All in all, the research team believe their findings lend credence to the theory that dreams actually help our brains prepare to tackle real world stressful situations. Consequently, this research opens the door for a multitude of new dream-based therapeutic methods for treating anxiety.
Dreams have become a popular topic of research in neuroscience circles, more specifically the areas of the brain that activate as we doze off. Just recently it was discovered that certain brain areas are responsible for the formation of dreams. Furthermore, different brain regions are only activated depending on the type of dream one is experiencing. For example, the thoughts, emotions, and perceptions that a singular dream may incite.
“We were particularly interested in fear: what areas of our brain are activated when we’re having bad dreams?” states researcher Lampros Perogamvros, of both the University of Geneva and University Hospitals of Geneva, in a release.
For the research, 18 participants were gathered for a sleep experiment. After being fitted with EEG electrodes, in order to measure brain activity, the participants were woken from their slumber multiple times over the course of a night. Each time they were greeted by a series of questions like: “Did you dream? And, if so, did you feel scared?”
“By analyzing the brain activity based on participants’ responses, we identified two brain regions implicated in the induction of fear experienced during the dream: the insula and the cingulate cortex”, Perogamvros explains.
The insula is also involved in emotion evaluation and regulation while we’re awake, and automatically activates whenever we start to feel afraid. The cingulate cortex, on the other hand, helps control reactions during threatening situations.
“For the first time, we’ve identified the neural correlates of fear when we dream and have observed that similar regions are activated when experiencing fear in both sleep and wakeful states,” Perogamvros adds.

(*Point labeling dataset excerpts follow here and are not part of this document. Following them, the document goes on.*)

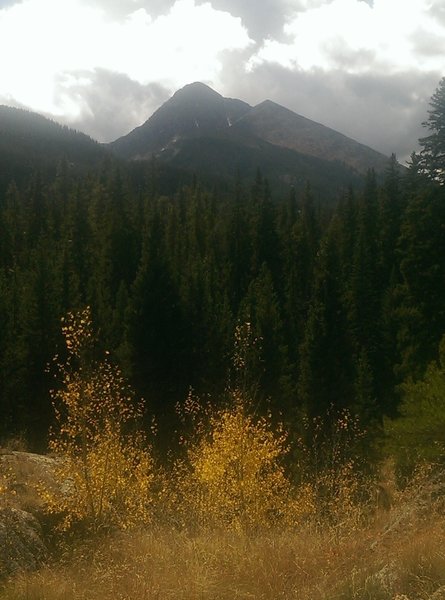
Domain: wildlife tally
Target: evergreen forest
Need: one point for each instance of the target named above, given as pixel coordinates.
(344, 299)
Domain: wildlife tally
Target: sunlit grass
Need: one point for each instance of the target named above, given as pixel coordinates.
(309, 563)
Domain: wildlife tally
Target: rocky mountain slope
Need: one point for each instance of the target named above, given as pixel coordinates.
(198, 112)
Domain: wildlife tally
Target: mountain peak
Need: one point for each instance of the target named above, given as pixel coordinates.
(196, 111)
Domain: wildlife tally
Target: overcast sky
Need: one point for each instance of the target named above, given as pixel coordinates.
(364, 67)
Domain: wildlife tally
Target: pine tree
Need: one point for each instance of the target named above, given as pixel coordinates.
(433, 145)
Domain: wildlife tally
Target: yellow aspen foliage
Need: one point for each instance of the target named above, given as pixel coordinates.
(106, 472)
(232, 476)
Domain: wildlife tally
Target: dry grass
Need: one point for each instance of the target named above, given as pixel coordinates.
(373, 562)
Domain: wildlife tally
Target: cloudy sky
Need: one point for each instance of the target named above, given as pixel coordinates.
(364, 67)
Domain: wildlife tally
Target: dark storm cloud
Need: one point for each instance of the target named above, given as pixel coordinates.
(114, 104)
(381, 111)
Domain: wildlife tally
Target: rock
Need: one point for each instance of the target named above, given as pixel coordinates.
(21, 542)
(25, 474)
(439, 594)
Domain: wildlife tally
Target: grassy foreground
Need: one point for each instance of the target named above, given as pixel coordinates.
(397, 555)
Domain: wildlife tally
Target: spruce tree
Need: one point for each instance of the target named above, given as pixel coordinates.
(433, 145)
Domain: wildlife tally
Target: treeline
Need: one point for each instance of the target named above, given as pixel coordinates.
(345, 301)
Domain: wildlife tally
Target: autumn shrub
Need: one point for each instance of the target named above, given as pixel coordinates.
(232, 475)
(330, 456)
(107, 473)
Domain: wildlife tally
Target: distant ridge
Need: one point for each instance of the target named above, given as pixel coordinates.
(197, 111)
(30, 141)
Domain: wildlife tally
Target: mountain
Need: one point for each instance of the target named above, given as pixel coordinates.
(282, 127)
(200, 130)
(29, 141)
(194, 111)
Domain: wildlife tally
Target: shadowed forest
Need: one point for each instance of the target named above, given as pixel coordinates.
(219, 359)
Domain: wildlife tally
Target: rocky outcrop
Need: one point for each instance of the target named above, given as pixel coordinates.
(22, 476)
(21, 542)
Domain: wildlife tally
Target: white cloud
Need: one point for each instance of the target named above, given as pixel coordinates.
(353, 36)
(49, 43)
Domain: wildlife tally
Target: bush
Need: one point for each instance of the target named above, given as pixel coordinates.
(107, 473)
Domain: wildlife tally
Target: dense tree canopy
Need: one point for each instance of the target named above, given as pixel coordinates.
(345, 299)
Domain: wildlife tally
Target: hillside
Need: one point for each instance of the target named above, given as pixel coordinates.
(29, 141)
(199, 129)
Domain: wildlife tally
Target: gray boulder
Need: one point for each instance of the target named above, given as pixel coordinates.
(21, 542)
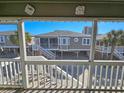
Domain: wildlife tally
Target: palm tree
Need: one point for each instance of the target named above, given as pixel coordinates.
(115, 38)
(15, 38)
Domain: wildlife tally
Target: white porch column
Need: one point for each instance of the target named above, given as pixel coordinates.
(49, 43)
(23, 53)
(92, 52)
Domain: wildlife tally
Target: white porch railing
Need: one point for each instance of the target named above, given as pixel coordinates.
(64, 74)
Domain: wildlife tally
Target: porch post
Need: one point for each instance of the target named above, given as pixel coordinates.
(23, 53)
(49, 43)
(92, 52)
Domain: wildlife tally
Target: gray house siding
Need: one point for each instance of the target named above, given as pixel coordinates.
(77, 45)
(7, 41)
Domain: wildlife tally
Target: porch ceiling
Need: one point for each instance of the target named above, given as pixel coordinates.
(63, 8)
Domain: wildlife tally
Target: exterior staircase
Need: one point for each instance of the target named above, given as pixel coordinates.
(46, 53)
(103, 50)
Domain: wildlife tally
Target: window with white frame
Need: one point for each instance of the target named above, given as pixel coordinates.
(86, 41)
(2, 39)
(64, 41)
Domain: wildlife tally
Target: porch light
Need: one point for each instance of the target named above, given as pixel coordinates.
(29, 9)
(79, 10)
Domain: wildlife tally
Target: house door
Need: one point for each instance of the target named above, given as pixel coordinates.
(64, 43)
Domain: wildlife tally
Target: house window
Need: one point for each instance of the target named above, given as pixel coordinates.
(64, 41)
(2, 39)
(86, 41)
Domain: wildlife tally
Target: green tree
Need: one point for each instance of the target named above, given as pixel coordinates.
(15, 38)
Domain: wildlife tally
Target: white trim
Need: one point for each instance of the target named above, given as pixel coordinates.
(71, 49)
(67, 40)
(86, 43)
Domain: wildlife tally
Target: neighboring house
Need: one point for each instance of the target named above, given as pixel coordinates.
(5, 38)
(61, 42)
(7, 48)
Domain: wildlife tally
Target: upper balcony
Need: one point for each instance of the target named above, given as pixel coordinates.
(37, 72)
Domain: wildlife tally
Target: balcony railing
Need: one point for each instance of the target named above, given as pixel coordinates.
(63, 74)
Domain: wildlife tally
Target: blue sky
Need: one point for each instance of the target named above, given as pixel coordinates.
(43, 27)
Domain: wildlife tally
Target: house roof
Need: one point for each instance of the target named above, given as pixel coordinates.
(57, 33)
(100, 36)
(7, 33)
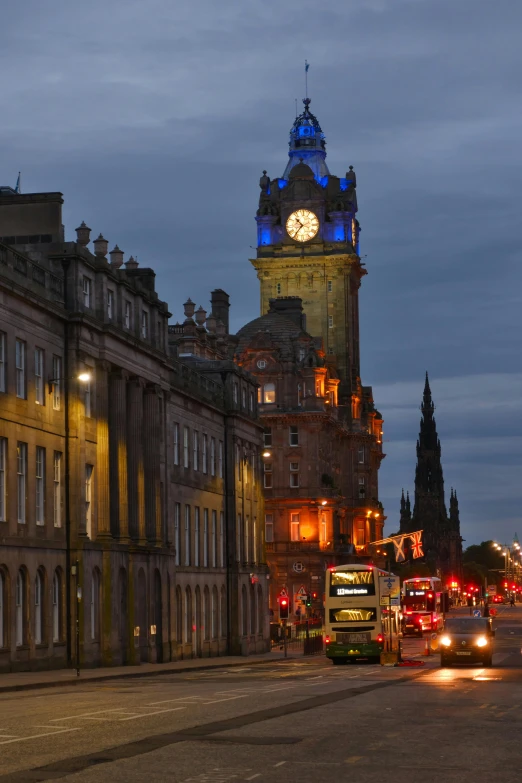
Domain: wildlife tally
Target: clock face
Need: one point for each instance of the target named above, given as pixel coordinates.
(302, 225)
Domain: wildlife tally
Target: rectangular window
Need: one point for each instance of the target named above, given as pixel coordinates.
(205, 537)
(238, 537)
(39, 392)
(196, 536)
(21, 469)
(3, 482)
(269, 528)
(177, 520)
(57, 382)
(220, 459)
(212, 456)
(40, 485)
(186, 462)
(88, 499)
(3, 360)
(57, 488)
(110, 304)
(176, 444)
(195, 443)
(87, 291)
(294, 527)
(293, 435)
(362, 487)
(88, 399)
(20, 369)
(205, 454)
(214, 539)
(187, 535)
(222, 538)
(144, 324)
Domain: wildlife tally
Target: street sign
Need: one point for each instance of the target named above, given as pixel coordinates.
(390, 587)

Next, the research team wanted to look into the possible relationship between fear felt while dreaming and emotions felt while awake. So, they handed out a dream diary to 89 participants to use for a full week. Participants were asked to write down any dreams and emotions they felt while sleeping first thing in the morning all week. Finally, after seven days, each participant was placed in an MRI machine and shown a series of images.
“We showed each participant emotionally-negative images, such as assaults or distressful situations, as well as neutral images, to see which areas of the brain were more active for fear, and whether the activated area changed depending on the emotions experienced in the dreams over the previous week,” explains Virginie Sterpenich, a researcher in the Department of Basic Neurosciences at the University of Geneva.
In this phase of the research, the study’s authors were especially interested in observing the behavior of brain areas usually associated with emotion, such as the insula, amygdala, medial prefrontal cortex and cingulate cortex.
“We found that the longer a someone had felt fear in their dreams, the less the insula, cingulate and amygdala were activated when the same person looked at the negative pictures,” Sterpenich continues. “In addition, the activity in the medial prefrontal cortex, which is known to inhibit the amygdala in the event of fear, increased in proportion to the number of frightening dreams!”
It’s worth noting, however, that the research team believe that once a nightmare crosses the line into causing full blown terror, it loses most of its neurological benefits due to the high likelihood of sleep disruption and stress upon waking.
“We believe that if a certain threshold of fear is exceeded in a dream, it loses its beneficial role as an emotional regulator,” Perogamvros concludes.
The study is published in the scientific journal Human Brain Mapping.